Requiem for a Marriage
nytheatre.com review by Rachel Grundy
July 18, 2009
J.B. Edwards's Requiem for a Marriage is a play that explores how secrets and lies can destroy a marriage over 30 years, and traps a daughter in the claustrophobia of a Gramercy Park penthouse full of unhappiness. The themes in this play have echoes of Who's Afraid of Virginia Woolf?, but the writing lacks the emotional punch it needs to create a moving piece.
The show has a simple set and lighting design, not trying too hard to create complexity in the very limited setup and breakdown time that festival pieces have. Basic black boxes, a chair and table, and simple props are enough to suggest time and place and I was glad to see a company embracing the festival ethos in this way and keeping it simple.
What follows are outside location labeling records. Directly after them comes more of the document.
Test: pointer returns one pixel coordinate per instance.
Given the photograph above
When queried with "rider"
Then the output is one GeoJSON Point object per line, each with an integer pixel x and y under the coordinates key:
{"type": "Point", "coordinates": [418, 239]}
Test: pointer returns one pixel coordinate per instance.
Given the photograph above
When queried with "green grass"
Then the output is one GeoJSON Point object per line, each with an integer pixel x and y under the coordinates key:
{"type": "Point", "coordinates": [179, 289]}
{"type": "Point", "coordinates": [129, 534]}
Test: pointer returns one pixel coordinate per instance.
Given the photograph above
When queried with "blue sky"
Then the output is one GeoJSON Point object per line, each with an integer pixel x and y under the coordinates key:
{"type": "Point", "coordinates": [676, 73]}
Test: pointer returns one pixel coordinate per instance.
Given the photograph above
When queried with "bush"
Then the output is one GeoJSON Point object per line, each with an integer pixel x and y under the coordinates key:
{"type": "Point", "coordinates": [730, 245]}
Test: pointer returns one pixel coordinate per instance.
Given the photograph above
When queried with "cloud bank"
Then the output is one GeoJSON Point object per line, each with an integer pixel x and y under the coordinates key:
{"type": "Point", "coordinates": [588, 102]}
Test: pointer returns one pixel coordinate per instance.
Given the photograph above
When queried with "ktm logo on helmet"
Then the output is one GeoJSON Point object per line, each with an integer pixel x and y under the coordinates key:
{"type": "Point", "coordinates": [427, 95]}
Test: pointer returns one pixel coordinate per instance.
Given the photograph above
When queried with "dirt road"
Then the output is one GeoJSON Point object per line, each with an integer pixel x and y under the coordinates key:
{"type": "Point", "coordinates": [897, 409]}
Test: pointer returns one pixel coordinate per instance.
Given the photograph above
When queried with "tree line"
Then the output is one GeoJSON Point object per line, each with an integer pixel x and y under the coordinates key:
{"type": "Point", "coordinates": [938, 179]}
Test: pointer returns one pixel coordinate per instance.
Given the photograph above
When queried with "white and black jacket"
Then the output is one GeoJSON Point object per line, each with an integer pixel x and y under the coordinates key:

The opening scene, an argument between husband Adam and wife Jean, appears to be a rehash of many previous arguments and is not particularly strong. Memory Contento, as Jean, has a lot of repetitive lines to get out, which slow the pace and intensity of her delivery. George Tynan Crowley's Adam is appropriately emotional and unpredictable throughout the piece, but his high energy contrasts strongly with Contento's slower pace and their scenes together follow this pattern without much change. This made his eventual departure rather strange—why, after 30 years of the same conflict, does he finally decide to leave now?
The Smileys' daughter Erica, played by Jodie Bentley, punctuates all the scenes in the play. The only one to directly speak to the audience, she wears a flashlight around her neck and uses it to shine at her parents when she starts a conversation with them, like a teenager deliberately trying to be annoying. This character is supposed to be 30 years old but is written as if she were 15—Bentley looks the right age, but gives the character an attitude that is more reminiscent of a high schooler. Although the writing tends toward this kind of portrayal, it just doesn't seem to fit with the character's real age or what she seems to represent. I thought that Bentley was hampered by this rather one-dimensional character and could have done more with a stronger character.
The second scene, set in Adam's lover's apartment, is markedly different in tone and pace. Julia Motyka, as Margot, is a fiery and intelligent spark, and she and Crowley have great chemistry as lovers. Motyka's strong stage presence matches Crowley well and I enjoyed their scenes together, particularly in the latter part of the play when Adam has left Jean and moved in with Margot. Adam and Margot's relationship follows a similarly destructive path as that of Adam and Jean's, but with a more dramatic and physical outcome.
The "secret" of the play—the real reason that Erica is trapped in the apartment with her parents—becomes clear quite early on, and so I was expecting something more than the revelation of this secret as the end to the play. Unfortunately, this was not the case and it made for a weak ending to the play, despite the actors' best efforts to create a moving and poignant scene.